Mike Lipnowski and Jacob Tsimerman have an awesome new preprint up, which dares to ask:  how many principally polarized abelian varieties are there over a finite field?

Well, you say, those are just the rational points of A_g, which has dimension g choose 2, so there should be about p^{(1/2)g^2} points, right?  But if you think a bit more about why you think that, you realize you’re implicitly imagining the cohomology groups in the middle making a negligible contribution to the Grothendieck-Lefchetz trace formula.  But why do you imagine that?  Those Betti numbers in the middle are huge, or at least have a right to be. (The Euler characteristic of A_g is known, and grows superexponentially in dim A_g, so you know at least one Betti number is big, at any rate.)

Well, so I always thought the size of A_g(F_q) really would be around p^{(1/2) g^2}, but that maybe humans couldn’t prove this yet.  But no!  Lipnowski and Tsimerman show there are massively many principally polarized abelian varieties; at least exp(g^2 log g).  This suggests (but doesn’t prove) that there is not a ton of cancellation in the Frobenius eigenvalues.  Which puts a little pressure, I think, on the heuristics about M_g in Achter-Erman-Kedlaya-Wood-Zureick-Brown.

What’s even more interesting is why there are so many principally polarized abelian varieties.  It’s because there are so many principal polarizations!  The number of isomorphism classes of abelian varieties, full stop, they show, is on order exp(g^2).  It’s only once you take the polarizations into account that you get the faster-than-expected-by-me growth.

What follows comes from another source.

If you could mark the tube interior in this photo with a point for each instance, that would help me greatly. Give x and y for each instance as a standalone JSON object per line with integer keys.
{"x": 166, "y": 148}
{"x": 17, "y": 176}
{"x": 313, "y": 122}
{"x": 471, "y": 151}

What’s more, some abelian varieties have more principal polarizations than others.  The reducible ones have a lot.  And that means they dominate the count, especially the ones with a lot of multiplicity in the isogeny factors.  Now get this:  for 99% of all primes, it is the case that, for sufficiently large g:  99% of all points on A_g(F_p) correspond to abelian varieties which are 99% made up of copies of a single elliptic curve!

That is messed up.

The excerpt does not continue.